Decisão do TRE-PE determina remoção de publicações e aponta que documentos oficiais não sustentam associação feita nas redes sociais
Da REDAÇÃO | Blog do Edney
A disputa política em Pernambuco ganhou mais um capítulo na Justiça Eleitoral. O candidato a deputado federal Daniel Coelho (PSD) obteve uma decisão liminar favorável do Tribunal Regional Eleitoral de Pernambuco (TRE-PE) contra publicações divulgadas pelo deputado estadual Romero Albuquerque (PSB), além de outros envolvidos e perfis nas redes sociais.

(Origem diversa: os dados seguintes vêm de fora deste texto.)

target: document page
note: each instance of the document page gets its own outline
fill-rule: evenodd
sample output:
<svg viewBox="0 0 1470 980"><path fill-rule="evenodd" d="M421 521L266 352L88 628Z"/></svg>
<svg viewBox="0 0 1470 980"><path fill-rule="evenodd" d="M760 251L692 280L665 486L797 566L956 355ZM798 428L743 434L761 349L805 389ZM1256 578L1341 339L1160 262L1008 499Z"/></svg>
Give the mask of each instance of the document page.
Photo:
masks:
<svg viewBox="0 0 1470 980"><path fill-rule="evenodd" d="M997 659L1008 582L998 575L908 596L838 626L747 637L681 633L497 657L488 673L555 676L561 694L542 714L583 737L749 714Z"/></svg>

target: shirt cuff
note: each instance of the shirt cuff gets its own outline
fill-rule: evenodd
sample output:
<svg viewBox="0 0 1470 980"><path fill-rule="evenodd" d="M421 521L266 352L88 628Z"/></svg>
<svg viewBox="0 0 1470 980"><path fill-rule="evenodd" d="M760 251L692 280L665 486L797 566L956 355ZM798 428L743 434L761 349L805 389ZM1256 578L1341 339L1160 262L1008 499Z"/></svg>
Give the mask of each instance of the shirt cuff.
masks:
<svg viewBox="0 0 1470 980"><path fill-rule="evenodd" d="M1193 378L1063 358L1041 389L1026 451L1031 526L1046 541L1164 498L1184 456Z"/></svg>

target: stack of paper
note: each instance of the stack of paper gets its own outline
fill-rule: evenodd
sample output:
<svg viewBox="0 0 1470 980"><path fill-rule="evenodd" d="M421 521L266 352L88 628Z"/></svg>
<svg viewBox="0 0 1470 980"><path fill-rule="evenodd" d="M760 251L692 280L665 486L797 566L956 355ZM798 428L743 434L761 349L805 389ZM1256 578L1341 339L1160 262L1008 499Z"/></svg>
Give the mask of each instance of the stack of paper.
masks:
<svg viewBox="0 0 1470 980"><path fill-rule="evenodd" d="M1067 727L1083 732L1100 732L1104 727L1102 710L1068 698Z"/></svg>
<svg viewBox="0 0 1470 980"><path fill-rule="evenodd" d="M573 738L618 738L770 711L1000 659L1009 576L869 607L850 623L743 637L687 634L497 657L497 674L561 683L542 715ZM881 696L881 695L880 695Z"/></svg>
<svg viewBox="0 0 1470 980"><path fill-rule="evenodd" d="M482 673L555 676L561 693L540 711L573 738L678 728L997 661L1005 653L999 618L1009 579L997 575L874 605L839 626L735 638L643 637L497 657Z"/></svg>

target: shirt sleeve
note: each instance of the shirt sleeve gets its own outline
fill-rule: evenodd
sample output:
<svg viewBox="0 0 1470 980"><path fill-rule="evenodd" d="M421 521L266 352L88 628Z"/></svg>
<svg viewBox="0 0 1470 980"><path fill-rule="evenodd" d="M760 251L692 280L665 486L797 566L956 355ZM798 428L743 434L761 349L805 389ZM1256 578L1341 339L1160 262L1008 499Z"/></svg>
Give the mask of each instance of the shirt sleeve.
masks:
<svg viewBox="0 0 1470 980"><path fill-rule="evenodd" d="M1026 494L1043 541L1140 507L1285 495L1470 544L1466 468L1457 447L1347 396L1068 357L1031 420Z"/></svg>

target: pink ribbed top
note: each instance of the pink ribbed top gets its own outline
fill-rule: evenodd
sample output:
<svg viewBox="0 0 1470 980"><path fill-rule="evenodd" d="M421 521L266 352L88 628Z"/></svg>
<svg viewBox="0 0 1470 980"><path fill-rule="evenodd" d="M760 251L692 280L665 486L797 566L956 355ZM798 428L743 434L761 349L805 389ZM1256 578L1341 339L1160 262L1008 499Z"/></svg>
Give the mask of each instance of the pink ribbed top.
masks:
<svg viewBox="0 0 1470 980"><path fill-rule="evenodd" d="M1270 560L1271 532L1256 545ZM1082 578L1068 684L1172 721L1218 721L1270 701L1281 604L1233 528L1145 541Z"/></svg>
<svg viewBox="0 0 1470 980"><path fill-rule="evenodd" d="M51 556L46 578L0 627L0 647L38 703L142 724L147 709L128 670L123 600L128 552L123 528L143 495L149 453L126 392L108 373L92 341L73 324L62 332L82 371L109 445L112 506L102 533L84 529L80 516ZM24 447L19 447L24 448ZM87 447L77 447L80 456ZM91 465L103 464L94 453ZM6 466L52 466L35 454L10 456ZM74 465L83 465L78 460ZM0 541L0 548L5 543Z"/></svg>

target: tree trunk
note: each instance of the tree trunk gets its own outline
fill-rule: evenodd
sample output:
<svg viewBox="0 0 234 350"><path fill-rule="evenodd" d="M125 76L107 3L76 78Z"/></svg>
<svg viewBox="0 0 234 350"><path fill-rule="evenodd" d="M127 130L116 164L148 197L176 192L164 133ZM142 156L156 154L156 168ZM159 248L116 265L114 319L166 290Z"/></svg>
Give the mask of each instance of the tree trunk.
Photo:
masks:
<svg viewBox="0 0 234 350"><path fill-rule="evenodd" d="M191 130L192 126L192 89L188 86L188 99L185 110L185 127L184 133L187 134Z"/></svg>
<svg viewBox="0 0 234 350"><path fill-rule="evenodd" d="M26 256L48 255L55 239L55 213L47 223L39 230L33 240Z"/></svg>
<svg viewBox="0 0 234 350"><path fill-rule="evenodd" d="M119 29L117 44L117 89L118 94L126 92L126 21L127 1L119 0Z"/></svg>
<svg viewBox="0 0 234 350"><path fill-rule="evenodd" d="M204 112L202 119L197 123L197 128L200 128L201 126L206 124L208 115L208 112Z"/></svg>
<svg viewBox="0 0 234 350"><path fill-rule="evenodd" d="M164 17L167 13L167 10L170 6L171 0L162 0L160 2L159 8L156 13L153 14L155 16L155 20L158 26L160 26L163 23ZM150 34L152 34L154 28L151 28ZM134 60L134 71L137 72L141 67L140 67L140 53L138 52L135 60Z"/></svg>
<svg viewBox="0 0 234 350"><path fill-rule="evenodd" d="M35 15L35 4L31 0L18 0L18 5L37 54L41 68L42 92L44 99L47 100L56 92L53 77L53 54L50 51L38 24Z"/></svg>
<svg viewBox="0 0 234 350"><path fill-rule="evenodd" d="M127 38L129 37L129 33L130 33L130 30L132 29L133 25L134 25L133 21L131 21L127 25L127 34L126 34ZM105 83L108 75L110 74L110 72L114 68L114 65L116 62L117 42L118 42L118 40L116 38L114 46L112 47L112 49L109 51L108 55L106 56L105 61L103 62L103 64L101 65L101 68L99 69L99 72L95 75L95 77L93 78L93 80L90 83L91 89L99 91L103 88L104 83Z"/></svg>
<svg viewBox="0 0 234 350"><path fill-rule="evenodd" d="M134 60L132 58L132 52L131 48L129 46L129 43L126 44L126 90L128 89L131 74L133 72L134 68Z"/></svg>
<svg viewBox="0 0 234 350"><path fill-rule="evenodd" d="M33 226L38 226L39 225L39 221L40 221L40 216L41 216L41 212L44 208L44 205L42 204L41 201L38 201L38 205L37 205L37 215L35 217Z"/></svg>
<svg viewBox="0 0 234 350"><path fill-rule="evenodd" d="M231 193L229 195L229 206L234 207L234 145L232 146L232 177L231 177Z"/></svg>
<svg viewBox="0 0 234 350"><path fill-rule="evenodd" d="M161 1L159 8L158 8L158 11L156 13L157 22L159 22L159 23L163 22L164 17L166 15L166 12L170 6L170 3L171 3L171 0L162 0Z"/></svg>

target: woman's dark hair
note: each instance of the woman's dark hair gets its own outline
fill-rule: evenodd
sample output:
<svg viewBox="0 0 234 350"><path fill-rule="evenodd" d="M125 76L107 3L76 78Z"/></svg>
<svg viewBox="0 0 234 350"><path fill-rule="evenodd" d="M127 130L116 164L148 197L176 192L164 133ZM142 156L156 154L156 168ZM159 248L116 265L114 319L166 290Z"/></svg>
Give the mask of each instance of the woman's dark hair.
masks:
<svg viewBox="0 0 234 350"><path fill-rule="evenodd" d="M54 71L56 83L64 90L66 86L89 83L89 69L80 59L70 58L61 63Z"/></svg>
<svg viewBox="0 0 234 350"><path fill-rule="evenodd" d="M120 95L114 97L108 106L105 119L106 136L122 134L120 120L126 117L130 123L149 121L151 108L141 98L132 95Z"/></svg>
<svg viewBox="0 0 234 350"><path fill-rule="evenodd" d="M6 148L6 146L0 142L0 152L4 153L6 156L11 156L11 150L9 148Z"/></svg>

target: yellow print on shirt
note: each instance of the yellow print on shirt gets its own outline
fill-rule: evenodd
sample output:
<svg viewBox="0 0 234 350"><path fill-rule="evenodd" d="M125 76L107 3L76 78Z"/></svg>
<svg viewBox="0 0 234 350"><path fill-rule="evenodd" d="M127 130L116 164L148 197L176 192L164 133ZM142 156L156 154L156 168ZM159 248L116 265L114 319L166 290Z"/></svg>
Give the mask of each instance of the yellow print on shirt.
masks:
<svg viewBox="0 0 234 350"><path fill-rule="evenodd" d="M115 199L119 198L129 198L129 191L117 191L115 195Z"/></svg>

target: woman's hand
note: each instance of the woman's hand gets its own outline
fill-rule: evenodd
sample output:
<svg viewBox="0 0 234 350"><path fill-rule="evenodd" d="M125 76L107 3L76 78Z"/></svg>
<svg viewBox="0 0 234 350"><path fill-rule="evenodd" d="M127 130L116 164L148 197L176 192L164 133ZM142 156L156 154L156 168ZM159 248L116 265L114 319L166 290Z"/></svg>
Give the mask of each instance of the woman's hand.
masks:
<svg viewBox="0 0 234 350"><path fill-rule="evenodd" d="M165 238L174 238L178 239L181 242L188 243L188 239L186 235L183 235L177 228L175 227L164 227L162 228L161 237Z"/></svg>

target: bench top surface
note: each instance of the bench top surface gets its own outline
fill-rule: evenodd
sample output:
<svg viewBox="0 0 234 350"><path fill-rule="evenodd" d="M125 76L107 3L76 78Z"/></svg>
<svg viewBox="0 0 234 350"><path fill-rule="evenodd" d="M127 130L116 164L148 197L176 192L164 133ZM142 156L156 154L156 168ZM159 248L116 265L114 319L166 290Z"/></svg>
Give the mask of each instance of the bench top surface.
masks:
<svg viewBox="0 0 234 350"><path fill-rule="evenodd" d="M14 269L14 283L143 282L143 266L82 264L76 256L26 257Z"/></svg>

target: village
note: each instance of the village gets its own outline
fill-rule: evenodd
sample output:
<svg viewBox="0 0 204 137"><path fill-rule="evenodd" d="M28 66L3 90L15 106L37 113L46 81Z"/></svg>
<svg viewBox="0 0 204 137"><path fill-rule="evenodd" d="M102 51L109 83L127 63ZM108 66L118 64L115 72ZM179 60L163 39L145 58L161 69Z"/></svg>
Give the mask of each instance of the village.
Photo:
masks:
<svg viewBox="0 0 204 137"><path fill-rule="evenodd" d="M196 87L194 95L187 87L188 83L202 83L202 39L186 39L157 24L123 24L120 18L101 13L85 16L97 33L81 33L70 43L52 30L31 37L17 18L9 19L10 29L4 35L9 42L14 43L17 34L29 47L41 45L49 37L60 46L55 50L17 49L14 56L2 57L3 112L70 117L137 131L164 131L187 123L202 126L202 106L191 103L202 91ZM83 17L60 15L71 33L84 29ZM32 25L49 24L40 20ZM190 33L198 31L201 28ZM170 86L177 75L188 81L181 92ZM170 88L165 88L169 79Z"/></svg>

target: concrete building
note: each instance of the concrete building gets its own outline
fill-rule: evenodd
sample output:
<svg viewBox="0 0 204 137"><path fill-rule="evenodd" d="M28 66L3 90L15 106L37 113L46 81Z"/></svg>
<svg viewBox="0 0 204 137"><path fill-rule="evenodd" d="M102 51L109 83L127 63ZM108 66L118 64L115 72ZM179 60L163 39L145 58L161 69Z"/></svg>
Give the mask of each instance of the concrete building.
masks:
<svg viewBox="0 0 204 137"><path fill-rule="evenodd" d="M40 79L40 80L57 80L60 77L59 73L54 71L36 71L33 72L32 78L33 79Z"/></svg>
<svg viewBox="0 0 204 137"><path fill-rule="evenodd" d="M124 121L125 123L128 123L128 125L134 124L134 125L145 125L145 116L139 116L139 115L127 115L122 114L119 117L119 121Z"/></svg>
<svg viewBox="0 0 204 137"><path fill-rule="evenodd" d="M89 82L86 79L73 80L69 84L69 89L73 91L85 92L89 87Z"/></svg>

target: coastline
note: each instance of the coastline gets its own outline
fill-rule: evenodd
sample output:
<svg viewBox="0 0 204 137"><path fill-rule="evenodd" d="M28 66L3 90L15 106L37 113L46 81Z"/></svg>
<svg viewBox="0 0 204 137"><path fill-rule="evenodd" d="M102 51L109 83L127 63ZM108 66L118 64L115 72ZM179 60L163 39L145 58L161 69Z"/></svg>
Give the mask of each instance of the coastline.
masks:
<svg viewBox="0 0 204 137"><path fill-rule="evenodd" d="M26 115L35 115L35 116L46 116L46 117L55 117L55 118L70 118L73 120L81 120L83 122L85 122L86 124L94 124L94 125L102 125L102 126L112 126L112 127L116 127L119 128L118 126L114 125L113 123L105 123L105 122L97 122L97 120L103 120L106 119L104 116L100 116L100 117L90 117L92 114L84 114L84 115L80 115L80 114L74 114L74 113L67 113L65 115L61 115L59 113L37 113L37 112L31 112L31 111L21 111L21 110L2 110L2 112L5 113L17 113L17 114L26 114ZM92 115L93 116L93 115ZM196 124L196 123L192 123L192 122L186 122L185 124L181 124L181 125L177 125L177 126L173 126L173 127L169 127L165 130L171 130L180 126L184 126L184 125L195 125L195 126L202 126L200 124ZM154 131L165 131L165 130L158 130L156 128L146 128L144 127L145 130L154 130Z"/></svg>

A decisão, assinada pelo desembargador eleitoral auxiliar Paulo Augusto de Freitas Oliveira, determinou que a Meta, responsável pelo Instagram e Facebook, retire, no prazo de 24 horas, as publicações questionadas no processo. Em caso de descumprimento, foi estabelecida multa diária de R$ 10 mil.
O conteúdo alvo da ação judicial procurava associar Daniel Coelho a Amisadai Andrade e ao episódio envolvendo cartazes apócrifos relacionados à governadora Raquel Lyra. Para a Justiça Eleitoral, entretanto, a documentação apresentada no processo não confirma a relação temporal sugerida nas publicações.
O ponto central da decisão está justamente na cronologia dos fatos. Segundo os documentos analisados pelo magistrado, Daniel Coelho deixou o comando da Secretaria de Turismo e Lazer em 6 de junho de 2024. Amisadai Andrade, por sua vez, só teria sido nomeado para um cargo na pasta em 12 de novembro daquele mesmo ano.
Ou seja: de acordo com a decisão, não houve a sobreposição de períodos apresentada nas publicações.
“Os documentos apresentados indicam, todavia, realidade temporal distinta. Daniel Coelho deixou a titularidade da Secretaria em 6 de junho de 2024, ao passo que Amisadai somente foi nomeado para cargo naquele órgão em 12 de novembro de 2024, mais de cinco meses depois. Não se verifica, portanto, a sobreposição temporal afirmada nas publicações”, registrou o desembargador.
Além da retirada do material, Romero Albuquerque, os demais representados e os responsáveis pelos perfis envolvidos também foram proibidos de republicar, compartilhar ou manter disponíveis conteúdos considerados idênticos ou substancialmente equivalentes aos questionados no processo.
A decisão representa um revés jurídico para os envolvidos e coloca novamente no centro do debate eleitoral o limite entre crítica política, liberdade de expressão e divulgação de informações que possam induzir o eleitor a uma conclusão sem respaldo documental.
Daniel Coelho reagiu destacando que a disputa política não pode transformar acusações sem comprovação em instrumento eleitoral.
“É lamentável que sejam feitos ataques com informações falsas, mas a Justiça está presente para coibir esses abusos. Espero que os adversários respeitem a democracia e a verdade”, afirmou.
O episódio mostra que a eleição de 2026 em Pernambuco não será disputada apenas nas ruas, nos palanques e nas redes sociais. A Justiça Eleitoral também deverá ocupar espaço importante no campo de batalha, especialmente diante da escalada de acusações, vídeos, postagens e conteúdos produzidos para influenciar diretamente a percepção do eleitor.
No ambiente político pernambucano, uma coisa já está clara: a campanha esquentou e, daqui para frente, cada postagem poderá custar caro — inclusive judicialmente.